PLoS One. 2019 Oct 25;14(10):e0224460. doi: 10.1371/journal.pone.0224460. eCollection 2019.
We show that a two-component proportional representation provides the necessary framework to account for the properties of a 2 × 2 contingency table. This corresponds to the factorization of the table as a product of proportion and diagonal row or column sum matrices. The row and column sum invariant measures for proportional variation are obtained. Geometrically, these correspond to displacements of two point vectors in the standard one-simplex, which are reduced to a center-of-mass coordinate representation, [Formula: see text]. Then, effect size measures, such as the odds ratio and relative risk, correspond to different perspective functions for the mapping of (δ, μ) to [Formula: see text]. Furthermore, variations in δ and μ will be associated with different cost-benefit trade-offs for a given application. Therefore, pure mathematics alone does not provide the specification of a general form for the perspective function. This implies that the question of the merits of the odds ratio versus relative risk cannot be resolved in a general way. Expressions are obtained for the marginal sum dependence and the relations between various effect size measures, including the simple matching coefficient, odds ratio, relative risk, Yule's Q, ϕ, and Goodman and Kruskal's τc|r. We also show that Gini information gain (IGG) is equivalent to ϕ2 in the classification and regression tree (CART) algorithm. Then, IGG can yield misleading results due to the dependence on marginal sums. Monte Carlo methods facilitate the detailed specification of stochastic effects in the data acquisition process and provide a practical way to estimate the confidence interval for an effect size.

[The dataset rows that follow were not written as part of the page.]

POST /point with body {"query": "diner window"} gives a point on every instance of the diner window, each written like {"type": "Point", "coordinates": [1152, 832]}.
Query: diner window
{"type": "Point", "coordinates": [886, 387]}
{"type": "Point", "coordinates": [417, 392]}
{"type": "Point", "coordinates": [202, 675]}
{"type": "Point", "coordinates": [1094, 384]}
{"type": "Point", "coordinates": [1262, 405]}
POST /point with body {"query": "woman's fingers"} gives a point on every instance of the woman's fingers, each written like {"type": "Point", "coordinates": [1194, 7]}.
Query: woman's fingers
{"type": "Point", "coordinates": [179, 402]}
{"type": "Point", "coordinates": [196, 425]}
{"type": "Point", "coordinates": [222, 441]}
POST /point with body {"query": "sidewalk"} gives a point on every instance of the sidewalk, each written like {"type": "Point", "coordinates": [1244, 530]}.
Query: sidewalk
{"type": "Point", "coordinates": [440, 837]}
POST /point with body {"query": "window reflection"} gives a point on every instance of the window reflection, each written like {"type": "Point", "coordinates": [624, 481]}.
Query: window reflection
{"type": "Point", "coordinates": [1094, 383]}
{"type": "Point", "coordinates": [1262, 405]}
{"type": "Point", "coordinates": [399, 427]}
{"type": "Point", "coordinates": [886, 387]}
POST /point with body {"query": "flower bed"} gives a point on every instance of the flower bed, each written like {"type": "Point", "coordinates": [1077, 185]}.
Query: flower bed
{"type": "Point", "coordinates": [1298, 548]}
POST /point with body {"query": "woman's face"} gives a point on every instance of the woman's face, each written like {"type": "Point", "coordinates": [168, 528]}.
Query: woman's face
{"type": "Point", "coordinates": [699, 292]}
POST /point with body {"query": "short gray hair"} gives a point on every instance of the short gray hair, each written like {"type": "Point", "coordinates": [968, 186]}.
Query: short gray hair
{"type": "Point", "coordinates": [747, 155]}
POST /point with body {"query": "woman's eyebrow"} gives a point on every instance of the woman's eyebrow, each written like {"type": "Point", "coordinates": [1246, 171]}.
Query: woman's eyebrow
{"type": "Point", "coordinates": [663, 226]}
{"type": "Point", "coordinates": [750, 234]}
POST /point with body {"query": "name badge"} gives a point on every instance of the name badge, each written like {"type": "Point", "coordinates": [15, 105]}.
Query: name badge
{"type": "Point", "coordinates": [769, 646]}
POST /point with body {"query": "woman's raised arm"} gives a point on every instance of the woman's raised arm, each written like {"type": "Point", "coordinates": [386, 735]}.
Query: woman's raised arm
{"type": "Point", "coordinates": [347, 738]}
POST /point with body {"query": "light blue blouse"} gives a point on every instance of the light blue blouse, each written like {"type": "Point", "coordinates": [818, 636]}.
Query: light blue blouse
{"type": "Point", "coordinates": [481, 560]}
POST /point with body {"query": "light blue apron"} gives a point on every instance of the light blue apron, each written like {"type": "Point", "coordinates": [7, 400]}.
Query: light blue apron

我们表明,两分量比例代表制为解释 2×2 列联表的性质提供了必要的框架。这对应于将表分解为比例和对角行或列和矩阵的乘积。获得了比例变化的行和列和不变量测度。从几何上看,这些对应于标准一单形中两个点向量的位移,这些位移简化为质心坐标表示,[公式:见正文]。然后,效果大小度量,如优势比和相对风险,对应于(δ,μ)到[公式:见正文]映射的不同透视函数。此外,对于给定的应用,δ和μ的变化将与不同的成本效益权衡相关。因此,纯粹的数学本身并不能为透视函数的一般形式提供规范。这意味着,优势比与相对风险的优点不能以一般方式解决。得到了边际和依赖关系以及各种效果大小度量之间的关系,包括简单匹配系数、优势比、相对风险、Yule 的 Q、ϕ 和 Goodman 和 Kruskal 的 τc|r。我们还表明,基尼信息增益(IGG)在分类和回归树(CART)算法中等同于ϕ2。然后,由于对边际和的依赖,IGG 可能会产生误导性结果。蒙特卡罗方法有助于在数据采集过程中详细说明随机效应,并为效果大小的置信区间提供实用的估计方法。